Ce blog a été publié pour la première fois le 15 septembre 2015 par Alexandre Marc, spécialiste en chef fragilité, conflit, et violence à la Banque mondiale et auteur d'un ouvrage récemment publié « The Challenge of Stability and Security in West Africa ». Le blog a été à nouveau posté afin de promouvoir le lancement du livre à l’Agence Française de Développement à Paris.
Tout en arpentant les rues de Bissau, la capitale de la Guinée-Bissau, voici quelques mois, je réfléchissais au passé récent de ce pays. Depuis 20 ans, il a connu un certain nombre de coups d’État et de guerres civiles, son économie n’a pas su se diversifier, et l’accès à l’eau et l’électricité est toujours très problématique. En outre, il y a un fossé entre Bissau, et son semblant de services, et le reste du territoire.
L’impression dominante était cependant celle d’un espoir incroyable, nourri par le sentiment qu’une page était en train de se tourner. Un sentiment général, partagé par les organismes de développement, les responsables d’ONG et de communautés et les membres du gouvernement, mais aussi les chauffeurs de taxi et les restaurateurs... bref par pratiquement tous ceux que je rencontrais.
La présence de la Communauté économique des États de l’Afrique de l’Ouest (CEDEAO) était visible, et le palais présidentiel sous bonne garde ; la coalition au pouvoir n’avait jamais été aussi ouverte ni aussi large, prenant des décisions courageuses ; le cours de la noix de cajou était en hausse ; et donateurs et ONG rouvraient leurs antennes locales. De toute évidence, la transformation institutionnelle, notamment dans le domaine de la sécurité et de la justice, faisait partie des priorités du pays, signe aussi que l’Afrique de l’Ouest veut se sortir de la fragilité.
La crise politique récente a conforté ma conviction que la Guinée-Bissau est sur la bonne voie. Comme dans n’importe quel pays régi par un système complexe de partage du pouvoir, il y a des hauts et des bas. Mais la dernière crise en date s’est jusqu’ici déroulée dans un cadre constitutionnel, une première dans l’histoire récente du pays : cette fois-ci, ce ne sont pas des militaires qui sont intervenus mais des magistrats.
Et ce n’est là qu’un exemple parmi d’autres qui prouve que l’Afrique de l’Ouest œuvre pour sa stabilité. Un travail récent sur la question (The Challenges of Stability and Security in West Africa) montre comment, de toutes les régions du continent, l’Afrique de l’Ouest est l’une des plus résilientes au conflit (le nombre de victimes y étant plus faible que partout ailleurs) et qu’elle est dans une phase de transformation profonde qui suscite un profond optimisme pour l’avenir.

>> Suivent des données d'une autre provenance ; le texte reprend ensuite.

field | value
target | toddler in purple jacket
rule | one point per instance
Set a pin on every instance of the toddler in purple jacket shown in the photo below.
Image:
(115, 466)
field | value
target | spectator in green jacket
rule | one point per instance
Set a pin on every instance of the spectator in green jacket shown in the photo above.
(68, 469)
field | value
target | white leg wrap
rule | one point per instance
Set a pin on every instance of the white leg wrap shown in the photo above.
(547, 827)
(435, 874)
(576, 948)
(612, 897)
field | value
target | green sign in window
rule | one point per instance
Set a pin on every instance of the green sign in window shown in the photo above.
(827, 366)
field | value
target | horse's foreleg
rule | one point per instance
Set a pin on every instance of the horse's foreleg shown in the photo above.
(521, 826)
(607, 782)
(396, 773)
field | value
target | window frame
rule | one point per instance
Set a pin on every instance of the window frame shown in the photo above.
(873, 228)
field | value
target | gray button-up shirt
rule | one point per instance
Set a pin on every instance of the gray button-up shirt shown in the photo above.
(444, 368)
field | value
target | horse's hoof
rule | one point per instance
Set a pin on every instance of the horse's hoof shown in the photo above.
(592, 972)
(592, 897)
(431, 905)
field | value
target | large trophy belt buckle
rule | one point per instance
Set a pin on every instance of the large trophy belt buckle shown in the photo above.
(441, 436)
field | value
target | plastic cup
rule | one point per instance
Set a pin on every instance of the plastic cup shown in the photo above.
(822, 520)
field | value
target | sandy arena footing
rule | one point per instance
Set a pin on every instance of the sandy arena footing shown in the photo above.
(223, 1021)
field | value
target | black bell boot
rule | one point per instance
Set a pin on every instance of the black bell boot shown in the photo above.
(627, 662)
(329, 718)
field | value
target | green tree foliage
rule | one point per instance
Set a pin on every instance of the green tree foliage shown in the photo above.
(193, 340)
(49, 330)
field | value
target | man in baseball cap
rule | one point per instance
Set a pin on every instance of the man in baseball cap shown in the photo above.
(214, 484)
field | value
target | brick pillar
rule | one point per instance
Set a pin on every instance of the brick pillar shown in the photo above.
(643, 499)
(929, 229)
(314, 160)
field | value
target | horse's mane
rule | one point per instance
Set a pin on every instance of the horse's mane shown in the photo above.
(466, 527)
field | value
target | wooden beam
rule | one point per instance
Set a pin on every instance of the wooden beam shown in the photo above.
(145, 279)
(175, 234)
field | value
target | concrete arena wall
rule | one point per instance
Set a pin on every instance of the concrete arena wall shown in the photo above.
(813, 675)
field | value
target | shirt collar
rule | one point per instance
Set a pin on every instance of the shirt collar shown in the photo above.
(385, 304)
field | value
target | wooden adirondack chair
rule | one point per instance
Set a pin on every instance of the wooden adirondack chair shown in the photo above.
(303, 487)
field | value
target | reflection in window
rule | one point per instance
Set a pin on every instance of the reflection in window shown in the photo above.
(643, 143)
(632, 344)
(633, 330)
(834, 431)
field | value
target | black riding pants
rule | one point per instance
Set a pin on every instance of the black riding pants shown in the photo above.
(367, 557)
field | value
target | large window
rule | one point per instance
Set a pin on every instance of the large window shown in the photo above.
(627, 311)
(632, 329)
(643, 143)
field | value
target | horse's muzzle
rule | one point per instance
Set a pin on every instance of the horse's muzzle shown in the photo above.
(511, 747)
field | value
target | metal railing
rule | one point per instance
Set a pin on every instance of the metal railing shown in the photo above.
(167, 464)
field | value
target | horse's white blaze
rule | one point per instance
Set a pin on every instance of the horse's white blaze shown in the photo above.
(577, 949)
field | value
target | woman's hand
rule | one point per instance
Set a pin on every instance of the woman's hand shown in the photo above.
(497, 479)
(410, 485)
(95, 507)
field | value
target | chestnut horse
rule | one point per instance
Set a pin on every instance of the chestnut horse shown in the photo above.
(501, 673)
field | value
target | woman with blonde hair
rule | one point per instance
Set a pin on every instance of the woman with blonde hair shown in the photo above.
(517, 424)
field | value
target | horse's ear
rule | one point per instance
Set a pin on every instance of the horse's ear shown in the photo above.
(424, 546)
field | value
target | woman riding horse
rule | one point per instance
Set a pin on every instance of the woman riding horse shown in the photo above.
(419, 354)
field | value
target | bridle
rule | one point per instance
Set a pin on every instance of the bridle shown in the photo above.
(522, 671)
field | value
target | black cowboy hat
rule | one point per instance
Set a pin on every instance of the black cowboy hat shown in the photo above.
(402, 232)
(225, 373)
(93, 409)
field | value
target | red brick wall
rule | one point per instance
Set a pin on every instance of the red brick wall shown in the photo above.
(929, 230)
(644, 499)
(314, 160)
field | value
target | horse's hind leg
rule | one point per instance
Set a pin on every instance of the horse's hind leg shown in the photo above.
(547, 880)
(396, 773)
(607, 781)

L’étude met parallèlement en évidence les nouvelles formes d’adversité qui frappent la région — trafic de drogue, traite humaine, piraterie et extrémisme violent — et leur effet très déstabilisateur. À y regarder de plus près cependant, ces menaces ne sont pas si récentes que ça et se nourrissent de fragilités et de frustrations anciennes : problèmes de gouvernance, vulnérabilité des systèmes de sécurité et absence d’État de droit, fortes inégalités régionales, concurrence pour la terre et le contrôle des actifs, mais aussi difficultés à intégrer une jeunesse en plein boum.
Les politiques de développement ont un rôle majeur à jouer pour favoriser la stabilité. Dans les environnements instables, les politiques économiques et sociales doivent faire de la stabilité et de la sécurité l’un de leurs grands objectifs. Si l’importance de la croissance et de la réduction de la pauvreté ne fait aucun doute, ces deux facteurs ne peuvent à eux seuls engendrer la stabilité. De fait, des politiques de croissance insuffisamment équitables et solidaires peuvent avoir un réel pouvoir de déstabilisation. Au-delà des indispensables arbitrages et du renforcement de la cohésion, l’efficacité accrue des institutions doit être pleinement intégrée dans la planification du développement et les politiques de ces pays.
L’étude identifie six domaines critiques pour la stabilité de l’Afrique de l’Ouest :
- réduction des inégalités à l’intérieur des pays et dans la sous-région ;
- amélioration de la gestion des terres et apaisement des conflits fonciers ;
- amélioration de la gestion des revenus et des retombées des industries extractives ;
- renforcement de la gestion des flux migratoires et des droits des migrants ;
- incitation à la participation active des jeunes à l’économie ;
- renforcement de l’efficacité et de la légitimité des secteurs de la sécurité et de la justice et poursuite de l’amélioration de la gouvernance et de la redevabilité aux échelons locaux et centraux.